2. Language-specific assessment

Sending a repo with existing code restricts the candidate to 1 language.

Candidates proficient in that language are more likely to know about tools, code style and idioms of the language.

If you care about proficiency with a specific language, ignore the mitigation strategies below and consider introducing language-specific criteria into the scoring framework.

Mitigation strategies

  • Invest upfront into grading framework for 2 or 3 main languages that your company uses

    If you use more languages than you can assess submissions in, maybe you should ask yourself why are you using that many languages in the first place.

3. If assessment criteria leak online, it might skew measurements

According to Goodhart’s law once a measure becomes a target, it ceases to be a good measure.
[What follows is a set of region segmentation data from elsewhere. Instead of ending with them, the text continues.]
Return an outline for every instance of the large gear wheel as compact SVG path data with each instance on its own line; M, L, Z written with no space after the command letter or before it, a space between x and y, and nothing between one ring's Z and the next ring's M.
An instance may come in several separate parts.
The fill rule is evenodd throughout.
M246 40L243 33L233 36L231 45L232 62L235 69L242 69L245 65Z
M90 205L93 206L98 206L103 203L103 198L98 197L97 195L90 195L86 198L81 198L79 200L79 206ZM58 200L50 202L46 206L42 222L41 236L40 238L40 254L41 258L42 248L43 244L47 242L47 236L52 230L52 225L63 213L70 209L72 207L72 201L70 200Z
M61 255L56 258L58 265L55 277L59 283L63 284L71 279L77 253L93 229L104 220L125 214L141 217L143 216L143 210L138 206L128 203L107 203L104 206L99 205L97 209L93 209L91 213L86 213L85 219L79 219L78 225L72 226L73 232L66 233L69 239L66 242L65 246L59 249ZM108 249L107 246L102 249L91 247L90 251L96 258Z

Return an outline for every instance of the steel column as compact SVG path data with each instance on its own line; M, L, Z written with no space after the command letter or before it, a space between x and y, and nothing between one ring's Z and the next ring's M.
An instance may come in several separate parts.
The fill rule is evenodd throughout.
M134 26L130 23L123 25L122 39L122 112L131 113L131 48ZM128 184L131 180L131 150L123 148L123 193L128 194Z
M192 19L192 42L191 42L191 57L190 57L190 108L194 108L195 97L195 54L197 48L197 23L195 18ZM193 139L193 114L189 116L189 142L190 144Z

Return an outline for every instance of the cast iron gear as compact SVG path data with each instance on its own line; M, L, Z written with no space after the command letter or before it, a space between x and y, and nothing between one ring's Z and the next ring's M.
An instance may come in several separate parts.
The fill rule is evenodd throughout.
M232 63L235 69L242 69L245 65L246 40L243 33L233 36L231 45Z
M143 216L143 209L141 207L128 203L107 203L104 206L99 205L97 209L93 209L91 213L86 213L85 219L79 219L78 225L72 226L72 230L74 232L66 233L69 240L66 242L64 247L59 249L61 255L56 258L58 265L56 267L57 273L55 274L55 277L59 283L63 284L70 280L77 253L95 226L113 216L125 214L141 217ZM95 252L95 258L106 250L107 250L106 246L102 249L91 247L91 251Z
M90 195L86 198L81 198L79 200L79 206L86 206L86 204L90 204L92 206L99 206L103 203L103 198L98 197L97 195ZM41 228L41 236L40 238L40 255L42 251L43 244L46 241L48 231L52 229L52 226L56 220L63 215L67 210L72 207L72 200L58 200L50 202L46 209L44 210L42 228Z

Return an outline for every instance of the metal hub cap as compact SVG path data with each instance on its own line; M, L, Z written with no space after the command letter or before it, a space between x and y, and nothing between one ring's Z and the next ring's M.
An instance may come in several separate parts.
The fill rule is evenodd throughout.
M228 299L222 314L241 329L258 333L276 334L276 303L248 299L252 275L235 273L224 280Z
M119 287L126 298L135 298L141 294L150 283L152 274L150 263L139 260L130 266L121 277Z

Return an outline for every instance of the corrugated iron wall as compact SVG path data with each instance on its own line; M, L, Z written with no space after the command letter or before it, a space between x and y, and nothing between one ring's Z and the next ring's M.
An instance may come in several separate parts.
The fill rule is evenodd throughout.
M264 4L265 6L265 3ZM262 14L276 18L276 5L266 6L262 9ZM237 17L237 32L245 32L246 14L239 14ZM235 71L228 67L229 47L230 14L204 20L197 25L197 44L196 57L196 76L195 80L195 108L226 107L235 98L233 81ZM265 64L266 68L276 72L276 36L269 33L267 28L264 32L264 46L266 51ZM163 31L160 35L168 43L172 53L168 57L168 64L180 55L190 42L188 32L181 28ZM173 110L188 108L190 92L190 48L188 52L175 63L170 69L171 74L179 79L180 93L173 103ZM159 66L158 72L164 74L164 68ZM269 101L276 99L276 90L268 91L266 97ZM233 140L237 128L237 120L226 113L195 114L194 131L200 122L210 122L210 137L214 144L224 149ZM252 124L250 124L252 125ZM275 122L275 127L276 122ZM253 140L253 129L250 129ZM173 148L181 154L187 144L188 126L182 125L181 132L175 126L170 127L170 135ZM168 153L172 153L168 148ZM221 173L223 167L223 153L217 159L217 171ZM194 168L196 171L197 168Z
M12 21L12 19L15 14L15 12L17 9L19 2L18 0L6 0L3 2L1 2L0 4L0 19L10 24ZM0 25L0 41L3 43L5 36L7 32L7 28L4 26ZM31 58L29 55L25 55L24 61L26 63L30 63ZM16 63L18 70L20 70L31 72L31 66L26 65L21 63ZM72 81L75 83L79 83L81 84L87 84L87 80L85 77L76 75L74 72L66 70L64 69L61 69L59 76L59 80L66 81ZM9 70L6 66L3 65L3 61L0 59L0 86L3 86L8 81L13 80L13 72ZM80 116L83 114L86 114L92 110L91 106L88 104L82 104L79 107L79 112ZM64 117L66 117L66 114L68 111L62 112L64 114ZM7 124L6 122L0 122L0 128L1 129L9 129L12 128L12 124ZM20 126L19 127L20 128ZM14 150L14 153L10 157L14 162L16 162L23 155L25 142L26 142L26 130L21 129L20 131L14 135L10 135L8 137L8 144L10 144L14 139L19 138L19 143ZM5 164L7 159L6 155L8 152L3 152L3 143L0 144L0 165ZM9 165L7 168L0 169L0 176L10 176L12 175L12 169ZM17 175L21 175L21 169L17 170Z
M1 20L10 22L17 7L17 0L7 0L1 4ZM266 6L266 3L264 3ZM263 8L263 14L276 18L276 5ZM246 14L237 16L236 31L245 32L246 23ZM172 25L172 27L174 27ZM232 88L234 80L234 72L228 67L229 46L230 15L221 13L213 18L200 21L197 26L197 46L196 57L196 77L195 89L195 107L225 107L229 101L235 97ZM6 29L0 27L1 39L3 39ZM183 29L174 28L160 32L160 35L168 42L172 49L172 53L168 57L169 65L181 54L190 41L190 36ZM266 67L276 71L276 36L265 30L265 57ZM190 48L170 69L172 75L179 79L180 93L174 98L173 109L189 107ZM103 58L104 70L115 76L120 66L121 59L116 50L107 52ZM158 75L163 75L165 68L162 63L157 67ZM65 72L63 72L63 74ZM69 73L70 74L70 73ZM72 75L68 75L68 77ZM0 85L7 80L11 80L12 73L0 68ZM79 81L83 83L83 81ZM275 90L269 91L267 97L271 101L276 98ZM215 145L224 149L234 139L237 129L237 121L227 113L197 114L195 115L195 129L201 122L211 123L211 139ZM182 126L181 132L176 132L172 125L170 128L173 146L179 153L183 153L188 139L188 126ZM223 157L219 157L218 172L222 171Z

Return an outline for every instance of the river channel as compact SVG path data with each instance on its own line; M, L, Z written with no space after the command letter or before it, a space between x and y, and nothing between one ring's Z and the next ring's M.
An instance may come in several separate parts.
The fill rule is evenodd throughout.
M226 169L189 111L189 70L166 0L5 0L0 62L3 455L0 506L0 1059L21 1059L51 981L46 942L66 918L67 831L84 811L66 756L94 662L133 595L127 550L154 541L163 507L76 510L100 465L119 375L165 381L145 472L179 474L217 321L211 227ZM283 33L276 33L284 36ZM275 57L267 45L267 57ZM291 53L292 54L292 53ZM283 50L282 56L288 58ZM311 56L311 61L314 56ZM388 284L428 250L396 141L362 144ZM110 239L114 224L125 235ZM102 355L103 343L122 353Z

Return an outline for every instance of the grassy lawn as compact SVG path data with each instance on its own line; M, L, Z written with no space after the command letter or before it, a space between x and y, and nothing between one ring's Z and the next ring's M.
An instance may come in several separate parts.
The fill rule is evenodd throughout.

For example, telling candidates that we calculate the ratio of inserted lines over deleted lines, might motivate them to play code golf to improve this ratio.

Mitigation strategies

  • Tell candidates about the multitude of criteria

    Warn the candidates that their submissions runs through an automatic assessment across several rubrics like testing, style and performance. This gives participants fair warning and the opportunity to decide on the trade-offs between time spent vs quality of submission.

  • Devise criteria to catch regressions across correlated variables

    In the example above, the candidate playing code golf wrt lines of code might resort to single letter variable names and extract white space to fit into fewer lines. Counting the number of linter errors and measuring the length of variable and method names helps us catch such regressions.

Conclusion

Reading and modifying existing code, while making sure it can be extended by someone else are some of the key skills for a programmer.

I suggest approaching the take home test as a systematic way of assessing those skills in job applicants, while improving your reputation with them.